SIC 5941 Sporting Goods Stores and Bicycle Shops

 
INDEX
FREE EXCERPT

SIC 5941

This category consists of establishments primarily engaged in the retail sale of sporting goods, sporting equipment, and bicycles, bicycle parts, and accessories. Retail establishments primarily engaged in selling motorized bicycles are classified in SIC 5571: Motorcycle Dealers. Those engaged in the retail sale of athletic footwear are classified in SIC 5661: Shoe Stores. Establishments primarily engaged in repairing bicycles are classified in SIC 7699: Repair Shops and Related Services, Not Elsewhere Classified, while those renting bicycles are classified in SIC 7999: Amusement and Recreation Services, Not Elsewhere Classified.

For information on the industry that produces durable goods for athletic competition, exercise, and recreation, see SIC 3949: Sporting Goods Equipment.

NAICS CODE(S)

451110

Sporting Goods Stores

INDUSTRY SNAPSHOT

One of the most striking features characterizing this industry in the late 1990s and early 2000s was the consumer shift from smaller, local sporting goods stores to so-called "big-box" retailers, or sporting-goods superstores bringing together an exceptionally wide product line under one roof. Combined with the explosive growth in e-commerce sales of sporting and recreational goods, this development gave the industry a complete facelift.

The U.S. Census Bureau reported sales in this industry of $27.99 billion in 2002, continuing a trend of modest growth since the mid-1990s. There were approximately 57,100 retail sporting-goods and bicycle shops in the United States, with the vast majority of them employing fewer than 10 people. The industry as a whole employed some 270,400 workers in 2002.

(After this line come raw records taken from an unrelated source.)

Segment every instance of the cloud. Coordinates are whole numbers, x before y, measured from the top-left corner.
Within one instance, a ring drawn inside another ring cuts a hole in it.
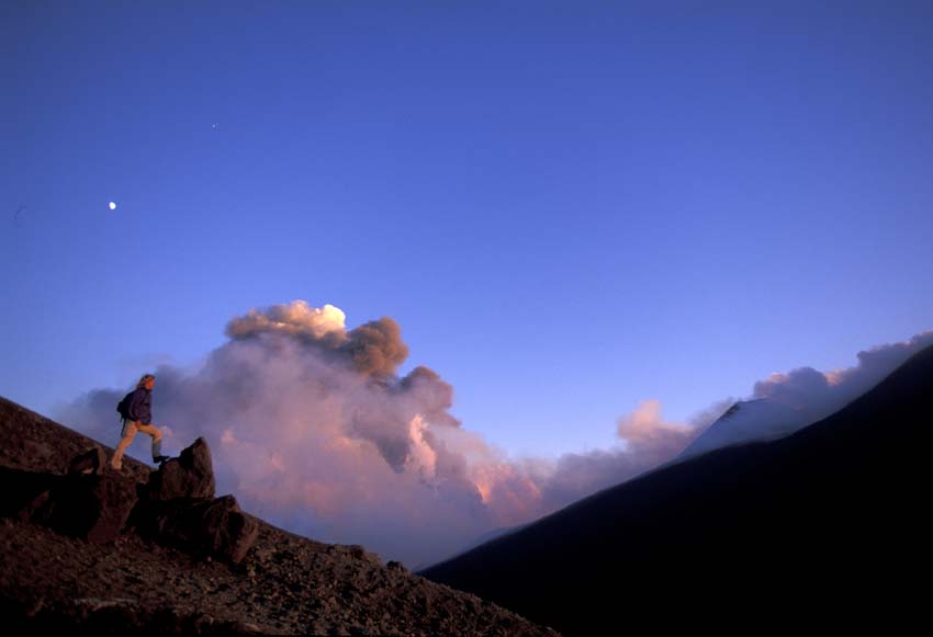
[[[408,348],[391,318],[348,330],[339,308],[296,300],[235,317],[226,334],[200,368],[155,371],[166,448],[203,435],[218,489],[246,510],[409,566],[631,477],[687,435],[649,401],[620,420],[629,448],[509,458],[450,413],[453,388],[439,374],[397,374]],[[59,419],[114,443],[124,391],[89,391]]]
[[[858,352],[858,362],[852,367],[830,372],[798,367],[771,374],[754,384],[747,401],[731,410],[728,419],[704,431],[682,457],[799,431],[839,411],[930,345],[933,331],[925,331],[906,342]]]
[[[409,567],[650,470],[724,410],[715,405],[686,423],[670,422],[661,403],[648,400],[618,420],[611,448],[513,458],[451,414],[453,388],[438,373],[421,365],[400,374],[408,348],[397,322],[383,317],[348,330],[346,318],[333,305],[301,300],[235,317],[228,340],[199,368],[155,369],[154,420],[171,453],[203,435],[218,491],[236,494],[245,510]],[[794,372],[756,391],[805,400],[864,385],[901,355],[872,350],[859,354],[861,371],[834,380]],[[87,393],[56,418],[115,444],[114,406],[140,372],[127,387]]]
[[[830,372],[799,367],[785,374],[772,374],[755,383],[752,398],[767,398],[799,410],[808,422],[813,422],[858,398],[929,345],[933,345],[933,330],[915,334],[906,342],[858,352],[858,363],[852,367]]]

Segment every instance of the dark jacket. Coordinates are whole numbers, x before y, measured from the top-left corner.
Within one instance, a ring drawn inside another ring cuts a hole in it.
[[[126,412],[130,414],[130,420],[150,424],[153,422],[153,393],[145,387],[139,387],[130,398],[130,408]]]

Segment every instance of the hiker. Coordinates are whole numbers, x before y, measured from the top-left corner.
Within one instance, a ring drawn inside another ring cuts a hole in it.
[[[156,386],[156,377],[144,374],[136,384],[136,389],[128,397],[128,405],[123,413],[123,430],[120,444],[110,460],[110,466],[117,471],[123,468],[123,452],[133,442],[137,431],[153,436],[153,462],[161,463],[168,459],[162,455],[162,432],[153,424],[153,387]]]

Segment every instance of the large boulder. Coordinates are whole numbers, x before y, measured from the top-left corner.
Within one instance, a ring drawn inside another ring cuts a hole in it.
[[[94,544],[116,539],[136,504],[136,480],[76,474],[59,478],[19,512],[19,517]]]
[[[93,447],[71,458],[68,463],[68,474],[93,474],[100,476],[106,467],[106,457],[103,450]]]
[[[146,491],[149,500],[165,502],[177,498],[210,500],[215,488],[211,447],[199,437],[149,476]]]
[[[259,535],[259,524],[240,510],[233,496],[154,502],[139,517],[137,530],[144,536],[234,564],[246,556]]]

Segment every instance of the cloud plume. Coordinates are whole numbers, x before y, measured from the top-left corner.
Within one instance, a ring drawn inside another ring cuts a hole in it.
[[[235,317],[226,334],[196,371],[155,369],[154,416],[167,451],[203,435],[218,490],[235,493],[245,510],[315,539],[362,544],[409,567],[676,457],[729,405],[677,423],[649,400],[619,418],[610,448],[514,458],[450,412],[453,388],[437,372],[420,365],[400,375],[408,348],[392,318],[347,329],[339,308],[296,300]],[[794,371],[755,391],[806,402],[814,394],[864,387],[902,354],[863,352],[858,369]],[[91,390],[55,416],[114,444],[114,405],[127,389]]]
[[[251,309],[226,334],[200,369],[155,371],[167,447],[204,435],[218,488],[246,510],[409,566],[643,471],[689,435],[655,401],[620,421],[618,448],[509,458],[450,413],[437,372],[398,376],[408,348],[391,318],[348,330],[339,308],[296,300]],[[113,443],[123,391],[92,390],[56,416]]]

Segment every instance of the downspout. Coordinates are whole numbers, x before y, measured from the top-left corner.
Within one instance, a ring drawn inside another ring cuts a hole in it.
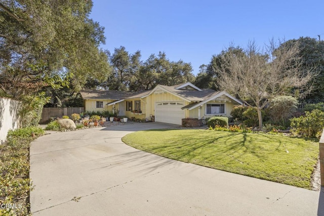
[[[200,110],[201,110],[201,106],[199,106],[198,108],[198,120],[200,120],[201,118],[200,117]]]

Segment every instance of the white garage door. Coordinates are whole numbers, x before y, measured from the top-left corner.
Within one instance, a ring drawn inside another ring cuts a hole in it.
[[[181,125],[184,119],[184,101],[163,101],[155,103],[155,122]]]

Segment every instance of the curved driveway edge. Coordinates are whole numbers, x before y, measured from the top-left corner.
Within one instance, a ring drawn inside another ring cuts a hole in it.
[[[309,191],[174,161],[121,138],[174,127],[127,123],[42,136],[30,147],[33,215],[324,215]]]

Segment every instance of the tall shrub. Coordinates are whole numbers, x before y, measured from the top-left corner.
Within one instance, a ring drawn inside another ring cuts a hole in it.
[[[324,128],[324,112],[317,109],[306,111],[305,116],[292,119],[290,126],[293,132],[302,135],[318,137]]]
[[[247,120],[247,118],[243,116],[243,113],[249,109],[249,106],[240,105],[234,106],[231,112],[230,115],[234,120],[242,122]]]
[[[263,116],[264,112],[261,111]],[[248,127],[256,127],[259,123],[258,111],[255,107],[250,107],[243,112],[242,116],[245,118],[244,123]]]
[[[292,114],[297,109],[298,101],[292,96],[279,96],[270,101],[270,115],[271,120],[285,125]]]
[[[36,95],[24,95],[21,97],[19,110],[23,127],[37,126],[42,118],[43,107],[49,100],[45,96],[45,92],[40,92]]]

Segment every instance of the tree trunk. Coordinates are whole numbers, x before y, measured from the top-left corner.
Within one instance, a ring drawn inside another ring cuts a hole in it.
[[[257,107],[258,111],[258,118],[259,118],[259,128],[262,129],[263,126],[262,123],[262,113],[261,113],[261,109],[260,107]]]

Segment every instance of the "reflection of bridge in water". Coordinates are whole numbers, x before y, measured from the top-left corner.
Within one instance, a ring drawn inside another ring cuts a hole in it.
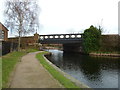
[[[50,34],[40,35],[41,44],[63,44],[66,52],[82,52],[83,34]]]

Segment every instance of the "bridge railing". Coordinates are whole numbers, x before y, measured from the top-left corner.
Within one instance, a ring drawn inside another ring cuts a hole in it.
[[[82,38],[83,34],[51,34],[51,35],[40,35],[40,40],[44,39],[76,39]]]

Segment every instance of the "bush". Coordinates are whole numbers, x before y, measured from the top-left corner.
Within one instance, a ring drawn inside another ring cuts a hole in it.
[[[83,39],[83,49],[85,53],[88,54],[90,52],[98,51],[101,41],[101,29],[91,25],[89,29],[84,31]]]

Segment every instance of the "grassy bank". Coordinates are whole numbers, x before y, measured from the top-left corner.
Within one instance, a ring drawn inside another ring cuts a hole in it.
[[[26,55],[29,52],[35,52],[38,50],[28,49],[22,50],[20,52],[12,52],[2,57],[2,87],[7,88],[9,77],[11,72],[13,71],[17,62],[20,61],[21,57]]]
[[[36,55],[36,58],[40,61],[40,63],[49,71],[49,73],[57,79],[65,88],[79,88],[65,76],[63,76],[59,71],[53,68],[48,62],[45,61],[43,55],[47,52],[41,52]]]

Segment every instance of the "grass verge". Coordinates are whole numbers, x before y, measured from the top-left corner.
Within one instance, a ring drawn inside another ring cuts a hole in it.
[[[22,50],[20,52],[12,52],[5,56],[2,56],[2,88],[8,88],[8,82],[11,72],[13,71],[17,62],[21,57],[29,52],[36,52],[35,49]]]
[[[52,67],[48,62],[45,61],[43,55],[47,54],[48,52],[41,52],[36,55],[36,58],[40,61],[40,63],[45,67],[49,73],[57,79],[65,88],[79,88],[69,79],[67,79],[63,74],[57,71],[54,67]]]

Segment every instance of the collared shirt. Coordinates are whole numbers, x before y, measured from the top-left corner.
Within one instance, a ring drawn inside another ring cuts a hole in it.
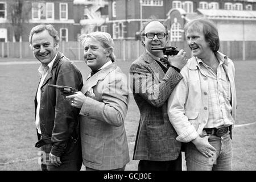
[[[154,55],[152,55],[150,52],[149,52],[148,50],[146,49],[146,51],[152,57],[154,60],[158,61],[159,63],[161,63],[164,66],[164,67],[167,68],[167,64],[163,61],[161,61],[160,60],[160,57],[157,57]]]
[[[41,100],[41,86],[44,82],[44,80],[46,79],[47,75],[49,73],[51,72],[52,69],[52,66],[53,65],[54,61],[57,57],[57,53],[56,54],[54,58],[46,66],[44,67],[42,64],[38,68],[38,72],[39,74],[41,75],[41,79],[40,80],[39,85],[38,85],[38,91],[36,92],[36,101],[38,102],[38,106],[36,107],[36,121],[35,121],[35,125],[36,128],[38,129],[38,132],[39,134],[41,134],[41,129],[40,127],[40,100]]]
[[[197,59],[202,73],[207,77],[208,83],[208,93],[205,94],[208,94],[209,118],[204,128],[219,128],[233,123],[231,115],[230,82],[222,66],[227,63],[223,57],[218,56],[217,58],[220,63],[217,73],[201,59]]]
[[[99,69],[97,69],[97,71],[100,71],[100,69],[103,69],[103,68],[104,68],[108,67],[109,65],[110,65],[110,64],[112,64],[112,63],[113,63],[113,62],[112,62],[112,60],[110,60],[110,61],[106,62],[105,64],[104,64],[104,65],[103,66],[102,66],[101,68],[100,68]],[[91,76],[91,73],[90,73],[90,74],[89,74],[89,76],[88,76],[88,77],[87,78],[87,80],[88,80],[89,78],[90,77],[90,76]]]

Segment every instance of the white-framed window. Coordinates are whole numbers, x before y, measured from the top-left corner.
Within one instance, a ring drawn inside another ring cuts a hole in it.
[[[68,3],[60,3],[60,19],[68,19]]]
[[[114,23],[113,24],[113,38],[123,38],[123,23],[121,22]]]
[[[46,3],[46,19],[54,19],[54,3]]]
[[[251,5],[247,5],[245,6],[245,10],[247,11],[253,11],[253,6],[251,6]]]
[[[61,28],[60,29],[60,41],[68,42],[68,28]]]
[[[171,42],[181,41],[183,30],[181,29],[181,26],[179,23],[175,22],[172,24],[171,26],[170,32],[170,38]]]
[[[32,3],[32,19],[40,19],[40,3]]]
[[[163,0],[142,0],[142,6],[163,6]]]
[[[225,2],[224,4],[224,9],[228,10],[232,10],[233,4],[231,2]]]
[[[7,42],[7,29],[0,28],[0,42]]]
[[[6,19],[6,3],[0,2],[0,18]]]
[[[108,26],[102,25],[101,26],[101,32],[108,32]]]
[[[233,6],[234,10],[240,10],[241,11],[243,10],[243,5],[242,3],[234,3]]]
[[[182,3],[181,1],[172,1],[172,8],[181,8]]]
[[[208,9],[208,3],[205,1],[202,1],[199,2],[199,9]]]
[[[193,2],[186,1],[183,3],[183,10],[186,13],[193,13]]]
[[[209,3],[208,9],[212,10],[218,10],[218,3],[217,2],[212,2]]]
[[[117,2],[115,1],[112,2],[112,17],[117,17]]]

By 2005 there were an estimated 51,709 retail sporting-goods and bicycle shops in the United States that boasted revenues of $28.6 billion. Of that total, bicycle shops posted revenues of $6 billion. The total number of people employed within the industry fell to 241,804, most likely from consolidation within the bicycle industry.

ORGANIZATION AND STRUCTURE

The types of firms listed in this classification include department and discount stores, franchise chains, specialty shops (bicycles and athletic equipment), mail-order businesses, and e-commerce businesses.

Bicycles are sold in department stores; specialty bike shops; and discount, variety, and hardware stores. The typical American bicycle shop served a customer base of approximately 9,000 people. Approximately 40 percent of the bicycle shops in the nation were single proprietorships and were primarily "home-owned" facilities. A small percentage of bike shops were business partnerships. Only 25 percent of U.S. bike shops were as large as corporations, in terms of average sales, according to the U.S. Department of Commerce.

Bicycle shops stocked four major classifications of bicycles: single-speed cruiser bicycles (the average price was $100 to $250); contemporary utility bicycles ($100 to $300); lightweight 10- to 18-speed bicycles (from $300 to more than $2,000); and specialty bicycles, such as mountain bikes, sports models, touring bicycles, folding bicycles, and all-terrain bicycles ($300 to $3,000).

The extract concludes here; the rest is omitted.